A borrower may carry out a debt buy-back transaction with a proper legal structure for such purpose. If the borrower directly buys back debt, then such debt will be extinguished by operation of law; therefore, another affiliated entity should carry out the buy-back transaction. Such affiliated entity should be incorporated and funded in a way that does not violate the borrower’s organisational documents or any shareholders' or investment agreements with respect to the borrower. The debt buy-back should be carried out in a way that is not to be characterised as a preferential payment for a member of a club deal or in a way that otherwise violates the intercreditor agreement or syndication provisions.
There is no stamp tax in Mexico.
In terms of Mexican Income Tax Law, interest paid by Mexican tax residents to non-residents will generally be subject to withholding tax, at rates that vary depending on the nature of the beneficial owner of the interest and the characteristics of the transactions that give rise to the interest. The applicable withholding tax rates contemplated under the law range from 4.9% (applicable to certain foreign banks, as detailed below) to 40% (applicable to entities who are residents in tax haven jurisdictions). Interest arising from loans granted by foreign banks (including investment or non-bank banks) to Mexican residents shall be subject to a 10% withholding tax. Nevertheless, such withholding tax rate is further reduced to 4.9% through a transitory provision that was enacted in 2014 and is still in force today. Under the transitory provision, the reduced rate shall apply if the beneficial owner of the interest payments (ie, the foreign bank) is a resident in a country that has entered into a tax treaty with Mexico, and if any applicable requirements established in the corresponding tax treaty to apply the reduced tax rate are effectively complied with. “Qualified Lender” usually refers to a lender (or its successor or assignee) that is eligible for a withholding tax rate that is not detrimental to the borrower, considering its gross-up obligations set forth in the loan documents with respect to the relevant withholding tax. Interest paid to domestic financial institutions is not subject to withholding tax.
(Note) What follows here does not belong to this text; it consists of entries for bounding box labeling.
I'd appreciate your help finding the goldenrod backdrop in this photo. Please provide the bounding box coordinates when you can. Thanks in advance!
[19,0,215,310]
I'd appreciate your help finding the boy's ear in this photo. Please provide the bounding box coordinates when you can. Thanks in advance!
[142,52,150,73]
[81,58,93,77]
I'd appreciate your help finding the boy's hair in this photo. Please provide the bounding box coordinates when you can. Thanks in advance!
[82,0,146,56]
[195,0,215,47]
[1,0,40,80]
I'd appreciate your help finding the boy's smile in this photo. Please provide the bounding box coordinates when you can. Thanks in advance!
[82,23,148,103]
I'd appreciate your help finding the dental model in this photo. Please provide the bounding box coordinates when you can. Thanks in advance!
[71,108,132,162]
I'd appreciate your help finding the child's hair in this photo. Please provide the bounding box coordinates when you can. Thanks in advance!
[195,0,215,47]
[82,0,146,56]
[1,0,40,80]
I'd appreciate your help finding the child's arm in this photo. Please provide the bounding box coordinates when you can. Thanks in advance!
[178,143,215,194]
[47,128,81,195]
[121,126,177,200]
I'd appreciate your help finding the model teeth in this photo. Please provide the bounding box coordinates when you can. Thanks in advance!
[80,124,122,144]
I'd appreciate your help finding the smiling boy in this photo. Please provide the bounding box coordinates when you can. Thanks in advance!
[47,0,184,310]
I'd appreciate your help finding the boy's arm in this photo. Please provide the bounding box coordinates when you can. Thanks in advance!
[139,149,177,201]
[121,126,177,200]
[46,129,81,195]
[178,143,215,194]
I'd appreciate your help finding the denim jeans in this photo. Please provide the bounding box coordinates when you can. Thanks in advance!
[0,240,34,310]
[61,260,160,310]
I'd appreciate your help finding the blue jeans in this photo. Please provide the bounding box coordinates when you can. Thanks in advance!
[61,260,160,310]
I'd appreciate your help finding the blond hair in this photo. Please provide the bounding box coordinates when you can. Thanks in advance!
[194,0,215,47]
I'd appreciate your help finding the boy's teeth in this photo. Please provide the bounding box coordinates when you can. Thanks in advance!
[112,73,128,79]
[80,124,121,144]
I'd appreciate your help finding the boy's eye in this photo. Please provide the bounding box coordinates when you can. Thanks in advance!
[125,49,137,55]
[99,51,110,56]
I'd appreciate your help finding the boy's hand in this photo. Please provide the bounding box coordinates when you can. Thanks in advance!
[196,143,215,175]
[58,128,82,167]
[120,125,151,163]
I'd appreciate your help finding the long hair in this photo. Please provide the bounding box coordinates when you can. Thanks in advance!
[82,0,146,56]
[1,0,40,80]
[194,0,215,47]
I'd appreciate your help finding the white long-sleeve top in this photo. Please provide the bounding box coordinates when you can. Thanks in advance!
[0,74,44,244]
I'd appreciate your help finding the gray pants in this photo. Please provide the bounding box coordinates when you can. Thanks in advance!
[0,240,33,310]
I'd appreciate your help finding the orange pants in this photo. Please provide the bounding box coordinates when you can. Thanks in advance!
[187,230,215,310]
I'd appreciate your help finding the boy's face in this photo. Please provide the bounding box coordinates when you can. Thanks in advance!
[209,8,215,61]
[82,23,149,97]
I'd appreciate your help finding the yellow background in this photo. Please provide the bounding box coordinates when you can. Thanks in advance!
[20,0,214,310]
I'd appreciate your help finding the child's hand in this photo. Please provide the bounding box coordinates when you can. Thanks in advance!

In general terms, interest payments made by a Mexican resident to its foreign related parties are non-deductible for income tax purposes if the indebtedness of the Mexican resident exceeds a 3:1 debt to equity ratio of the Mexican payer. Exceptions may apply in certain industries (such as certain strategic and infrastructure sectors).
See 10.2 Listed Targets.
The bidder has no obligation to guarantee payment or to confirm that it has the funds (or loan commitments or confirmations) to carry out a takeover transaction with respect to a listed or regulated target. Settlement of the consideration of a listed target must be carried out pursuant to the regulations of the relevant exchange. A financing provider will, however, include conditions and representations with respect to the compliance of the applicable regulatory requirements for the acquisitions, which will vary depending on the nature of the target.